What caliber is that rifle? Oh and did ya notice how he breaks the glass behind him? haha


----------



## Guest (Jul 24, 2006)

LOL!! That's such an old video. I'm wondering if that is just a real lightweight gun because I shot a .577 Tyranasaur that was a double rifle and it didn't kick like that. Of course the gun weighed like 15 lbs and looked like a DB 20 gauge shotgun when I first saw it.


----------



## Guest (Jul 24, 2006)

-gunut- said:


> What caliber is that rifle? Oh and did ya notice how he breaks the glass behind him? haha


The information can viewed here

http://www.firearmsid.com/new_index.htm

Note: FirearmsID.com is a non-profit web site that exists solely as an educational and/or investigative aid.
The site is not affiliated with any government agency, professional organization, or commercial entity

Page, with said rifle.

http://www.firearmsid.com/A_featurevideo.htm

Basically, it's a wildcat cartridge (.577 Tyrannosaurus Rex) chambered in an unknown rifle. Custom made to fire said cartridge.

The 13.6 pound rifle normally fires a solid 750 grain bullet at a velocity approaching 2600 fps for muzzle energy of over 11000 foot-pounds. This energy is comparable to that of the US military's .50 BMG cartridge frequently used as a heavy machinegun and anti-material rifle.

Also, here's one, I posted (on this forum) pertaining to a 50 bmg handgun.

There are others as well. The 600 nitro express. But these handguns are not production models. Their custom made.
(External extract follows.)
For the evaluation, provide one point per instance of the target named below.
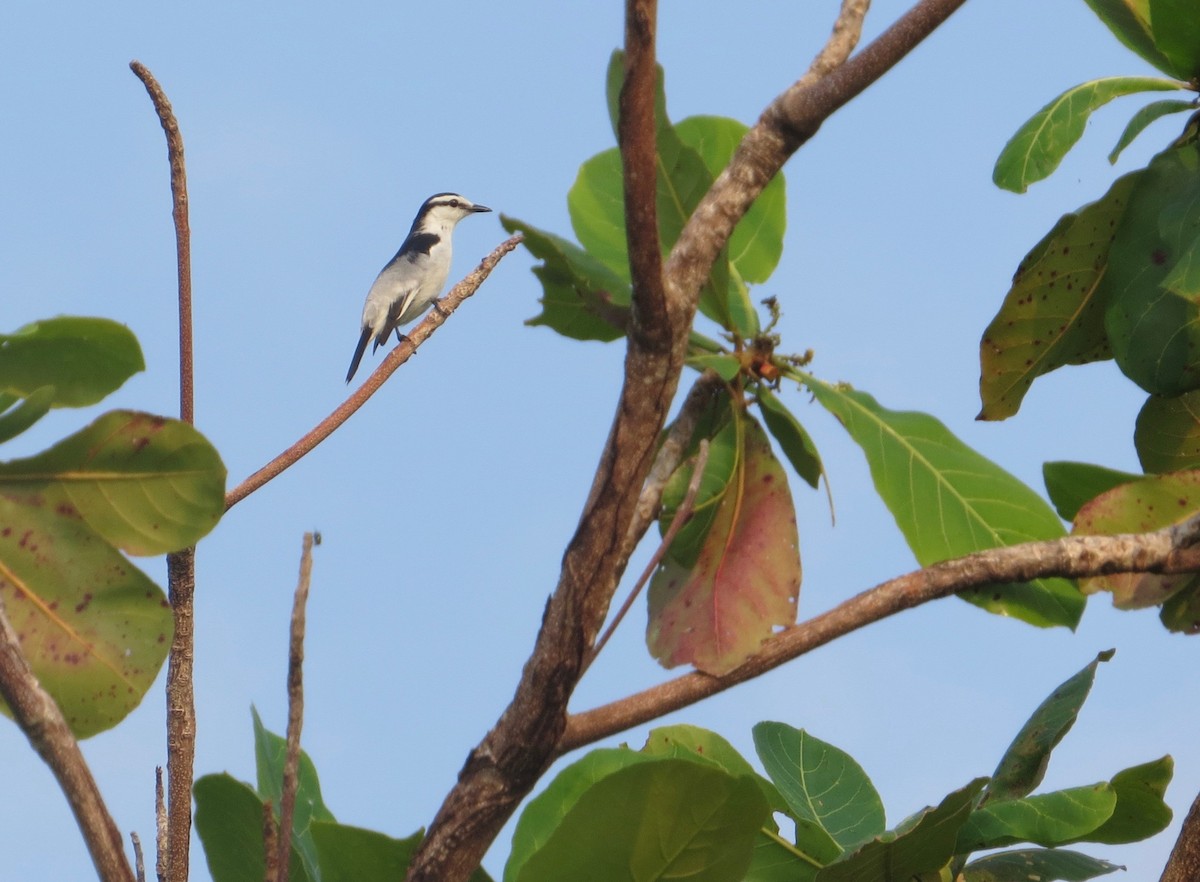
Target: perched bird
(412, 280)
There is a 600 nitro express, I saw on a web site (called "stupid gun ideas") where a guy spent $16,500(U.S.) for a custom SA revolver. Cartridges for it (they say) are $40.oo a round. This is the world's most powerful handgun (but not in the production market class). Let's face it. One can make any handgun (custom)/cartridge (even wildcats) combination, they seem fit. As long as you have the money for it. The thing is how practical is it? Verses the cost. Take a look at this hyperlink.
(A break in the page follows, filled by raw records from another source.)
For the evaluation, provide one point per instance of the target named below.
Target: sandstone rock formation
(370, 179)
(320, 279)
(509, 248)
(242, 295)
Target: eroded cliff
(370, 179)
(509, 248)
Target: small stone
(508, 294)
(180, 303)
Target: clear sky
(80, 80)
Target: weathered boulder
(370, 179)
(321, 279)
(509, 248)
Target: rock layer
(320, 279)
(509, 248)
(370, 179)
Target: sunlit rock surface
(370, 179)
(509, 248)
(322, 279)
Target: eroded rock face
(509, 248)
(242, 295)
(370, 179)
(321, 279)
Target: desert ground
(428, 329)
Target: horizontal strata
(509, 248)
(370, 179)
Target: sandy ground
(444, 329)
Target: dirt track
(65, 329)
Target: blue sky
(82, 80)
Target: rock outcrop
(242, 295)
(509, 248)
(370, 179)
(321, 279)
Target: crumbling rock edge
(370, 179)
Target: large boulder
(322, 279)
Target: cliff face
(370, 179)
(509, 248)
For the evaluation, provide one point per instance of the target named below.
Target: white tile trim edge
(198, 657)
Added note: As one should know, information on the web, should be taken with a grain of salt (if information is valid) But, things like this can be made to ones specs.

http://www.vincelewis.net/60magnum.html

There is also a single shot break-open Thompson (custom made) for the 600 nitro as well.

http://www.reedercustomguns.com/web/recoil.wmv


----------



## -gunut- (May 8, 2006)

j.d. said:


> The information can viewed here
> 
> http://www.firearmsid.com/new_index.htm
> 
> ...


Wow! Thanks for that! I have never even heard of this caliber before!


----------



## 2400 (Feb 4, 2006)

Maser said:


> LOL!! That's such an old video. I'm wondering if that is just a real lightweight gun because I shot a .577 Tyranasaur that was a double rifle and it didn't kick like that. Of course the gun weighed like 15 lbs and looked like a DB 20 gauge shotgun when I first saw it.


yup :watching:


----------



## Guest (Jul 24, 2006)

Added note.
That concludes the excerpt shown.